Figure 3. Suppression of LTD in GluRδ2-null Purkinje cells expressing GluRδ2^wt-V/R by a peptide mimicking the C-terminus of GluRδ2

A, schematic diagram of the experimental set-up. GluRδ2-null Purkinje cells transduced with GluRδ2^wt-V/R were perfused with pep-GluRδ2CT7, a peptide that matched the C-terminal 7 amino acids of GluRδ2, and pep-GluRδ2SCR, a peptide in which the sequence of pep-GluRδ2CT7 was scrambled, via a recording (Rec.) patch pipette. B and C, representative LTD data recorded from GluRδ2-null Purkinje cell expressing GluRδ2^wt-V/R perfused with pep-GluRδ2CT7 (500 μm; B) or pep-GluRδ2SCR (500 μm; C). Inset traces: PF-EPSCs recorded at times 1 and 2. D, averaged LTD data.

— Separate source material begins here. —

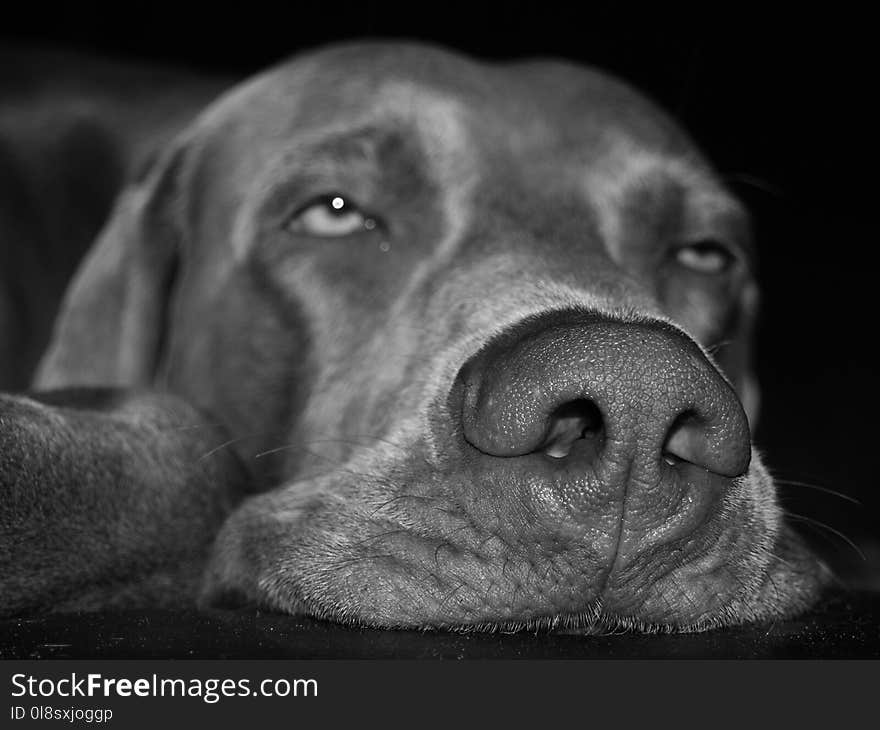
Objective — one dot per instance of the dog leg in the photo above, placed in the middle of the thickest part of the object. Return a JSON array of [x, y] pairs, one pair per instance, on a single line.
[[108, 498]]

Figure 4. Channel blockers of GluRδ2 did not hamper LTD induction in wild-type cerebellum

A, current–voltage curves recorded from HEK 293 cells expressing GluRδ2^Lc before (−) and after (+) the application of NASP (10 μm). The thin dashed trace indicates the representative current–voltage relationship of cells expressing an empty vector (taken from Fig. 1D) for comparison. B, bar graph showing the mean current density at −80 mV; *P < 0.05. C, confocal image of Bergmann glia visualized by the inclusion of Alexa 488-conjugated dextran in a patch pipette. D, AMPA-induced current responses from Bergmann glia before (thick traces; holding potential at +40 mV and −60 mV) and after (thin trace; holding potential at −60 mV) the application of 100 μm of NASP. AMPA currents were evoked by puffing (RS)-AMPA (10 mm) to the soma of Bergmann glia in the presence of cyclothiazide (50 μm). E and F, representative (E) and summarized (F) LTD data recorded from wild-type cerebellar slices in the presence of NASP (100 μm). Inset traces: PF-EPSCs recorded at times 1 and 2.